As one last stop on our tour of the area, we visit a very intriguing place: a silk weaving factory. In 2005, the owner of this particular facility was nominated for a nobel peace prize for helping women in Laos. The weaving facility employs 80% women, and many of them just come to learn the craft before leaving to open businesses back in their hometowns. The mulberry farm atttached feeds the silkworms in longhouses, who pupate and extrude cocoons of silk. These cocoons are then unravelled and re-shaped into garments suitable for someone with severely sensitive skin. The whole process is intriguing, our guide was engaging, and we even ate a silkworm(tastes like dried beans). I ended up buying mulberry wine, due to everything else costing a weeks budget. The wine sucked, but supporting the facility in even a small way was quite nice.

Finally we leave Phonsavon to return to the beaten tourist track and enter the intensity that is Vang Vieng, party capital of Laos and front runner for the olympic category "Sodom and Gomorrah impersonations". Also next episode, Oliver get's stitches! Stay tuned.

2.4.12

My Chang

Chang Mai is a strange and interesting place, walled by ancient brick in centertown, and most active in the evening during it's fabled night bazaar. Most folk use it as a jump off place for Pai and the surrounding area, but in itself it's a nice town. Winding alleys replete with small, intimate guesthouses, framed by beer gardens and restaurants. The ubiquitous effect of western society is still very present, tuktuk drivers cluck and whistle at every passing falang, and even local restaurants serve spaghetti and meatballs, pizza and burgers on top of the cheaper and more delicious Thai fare. In short, Chang Mai was likely a more amazing place ten years or more before yesterday.
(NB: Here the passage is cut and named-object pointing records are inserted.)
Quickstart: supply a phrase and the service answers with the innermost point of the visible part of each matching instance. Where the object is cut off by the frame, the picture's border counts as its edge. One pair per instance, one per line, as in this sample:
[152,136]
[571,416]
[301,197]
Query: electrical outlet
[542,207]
Wandering the night bazaar is pleasant, but Chang Mai offers more of a feeling than any real attractions. Nearby wats are common for visitation, but the fact that they stand lit up at night is more gratifying than standing too close to understand their effect on the surrounding era. Favorite features of the city itself are the small markets around, and the available street food, which is much different and less common than the common hawkers in the south. Other vegetables grow here, including brassicas along the lines of cauliflower and cabbages. This means the regional cuisine is much different as well. Hilariously, the spice present in the much hotter south is non existent here.





Off to Pai, 6 hours of winding busride later behind a small boy holding a chicken. Whatever atmosphere Chang Mai has, it is most assuredly trumped by the laid back feeling of sleepy Pai. It's like a hippy paradise that has been subtly exploited and is now also filled with places trying to glean a few dollars for the crowds that pass through. Happily, Pai is the place where you'll least likely perceive this to be happening, and are even less likely to be offended by it. Locals are still happy with falang, not weary and exhausted byconstant use and abuse of their culture and country. Nothing like Bangkok for a show of that. Pai is also the most common point to take a 5 days motorcycle loop called the Mae Hong Song Loop. No sooner had the decision been made to partake in said trip than the realization dawned that the Thai visas were short(annoyingly so) and it was time to leave to Lao. Many may wonder at the decision to leave Thailand so shortly after our arrival, but the feeling that Laos would be less trampled down than Thailand is not only correct, but also enough to encourage us to embrace Laos in it's entirety.